Colin Powell, the first Black U.S. secretary of state, a top military officer and a national security adviser, died on Monday at age 84… Powell served three Republican presidents in senior posts and ascended to leadership of the U.S. military as it was regaining its vigor after the trauma of the war in Vietnam, where he served two tours as an Army officer.” Reuters

Many on both sides applaud Powell’s lifetime of service:

To survey the triumphs and disappointments of post-World War II American history is to marvel at their entwinement with the biography of Colin Luther Powell, who died Monday at 84. The career of this remarkable soldier-statesman… would have been unimaginable but for the greatest triumph of his era, the civil rights revolution. Yet Mr. Powell began his rise in a nearly all-White Army officer corps by serving in the disaster known as the Vietnam War…

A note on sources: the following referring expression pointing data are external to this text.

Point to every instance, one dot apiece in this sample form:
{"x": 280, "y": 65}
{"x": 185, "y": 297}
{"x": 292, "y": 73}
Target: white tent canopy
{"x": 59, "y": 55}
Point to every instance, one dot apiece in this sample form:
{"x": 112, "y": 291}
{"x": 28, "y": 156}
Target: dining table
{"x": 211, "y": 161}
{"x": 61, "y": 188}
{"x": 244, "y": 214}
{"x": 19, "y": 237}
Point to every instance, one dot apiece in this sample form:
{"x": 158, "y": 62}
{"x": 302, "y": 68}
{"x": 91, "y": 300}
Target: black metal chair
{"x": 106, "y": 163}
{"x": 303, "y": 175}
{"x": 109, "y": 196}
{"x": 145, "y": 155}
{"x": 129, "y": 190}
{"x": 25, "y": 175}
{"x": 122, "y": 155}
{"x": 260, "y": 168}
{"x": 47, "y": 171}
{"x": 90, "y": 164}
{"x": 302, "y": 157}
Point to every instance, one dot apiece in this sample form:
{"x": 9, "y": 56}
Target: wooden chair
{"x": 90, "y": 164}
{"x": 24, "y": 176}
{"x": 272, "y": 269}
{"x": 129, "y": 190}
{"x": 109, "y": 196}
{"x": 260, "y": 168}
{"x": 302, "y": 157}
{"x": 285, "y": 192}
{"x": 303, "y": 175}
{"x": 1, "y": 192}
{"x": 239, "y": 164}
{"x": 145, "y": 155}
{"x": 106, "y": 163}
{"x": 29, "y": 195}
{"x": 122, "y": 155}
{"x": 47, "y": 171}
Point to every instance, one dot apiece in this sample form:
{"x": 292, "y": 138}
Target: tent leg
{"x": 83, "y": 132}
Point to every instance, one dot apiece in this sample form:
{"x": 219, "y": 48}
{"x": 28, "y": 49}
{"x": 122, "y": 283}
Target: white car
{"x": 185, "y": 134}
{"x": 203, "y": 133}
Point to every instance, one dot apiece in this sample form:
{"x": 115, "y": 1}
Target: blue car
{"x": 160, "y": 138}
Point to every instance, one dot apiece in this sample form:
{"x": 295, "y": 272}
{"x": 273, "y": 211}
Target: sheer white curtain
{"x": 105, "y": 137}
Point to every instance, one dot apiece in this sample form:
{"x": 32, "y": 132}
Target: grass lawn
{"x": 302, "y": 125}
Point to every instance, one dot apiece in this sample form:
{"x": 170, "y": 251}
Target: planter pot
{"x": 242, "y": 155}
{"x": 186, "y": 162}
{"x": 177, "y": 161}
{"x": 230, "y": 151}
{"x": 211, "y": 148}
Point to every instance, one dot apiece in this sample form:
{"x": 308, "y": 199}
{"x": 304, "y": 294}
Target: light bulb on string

“His personal and professional outlook shaped in that crucible, Mr. Powell, as an increasingly influential adviser to Republican Cabinet officers and presidents, went on to help shape history himself: the United States’ triumph over the Soviet Union in the Cold War; the American victory in the 1991 Gulf War; the U.S. response to the Sept. 11, 2001, terrorist attacks, including the invasions of Iraq and Afghanistan…

“This necessarily partial list barely does justice to Mr. Powell’s full impact on the country, which reached a kind of peak with the Powell-for-president boom in the mid-1990s. He demurred, but not before the phenomenon inspired many Americans, of all races, to take more seriously the possibility that Americans would elect a president of color.”
Editorial Board, Washington Post

“Way back in 1995, I stood in a long line to get a copy of Powell’s autobiography, My American Journey, autographed… At that point, the only thing most Americans knew about Powell is what they had seen of him in the television briefings during the Persian Gulf War – professional, direct, the occasional dramatic flare from the simplicity of his statements, cutting through the usual Washington jargon: ‘Our strategy to go after this army is very, very simple. First we’re going to cut it off, and then we’re going to kill it.’…

“For a potential presidential candidate, it is near ideal to be associated with traits like directness, clarity, the sense of being a classic American success story and a key architect of a resounding U.S. military victory. It’s hard to overstate how much people in the early 1990s just expected Powell to be the first African American president someday

“But by 1995, Powell had decided not to run for president – Bill Clinton was allegedly terrified of running against him. Powell told the public he lacked the passion and commitment for political life; his wife, Alma, reportedly threatened to leave him if he ran for president, fearing Powell would be targeted for assassination by a racist. We’re left to wonder how recent American history might have turned out differently if Alma Powell had less fear of her husband being assassinated.”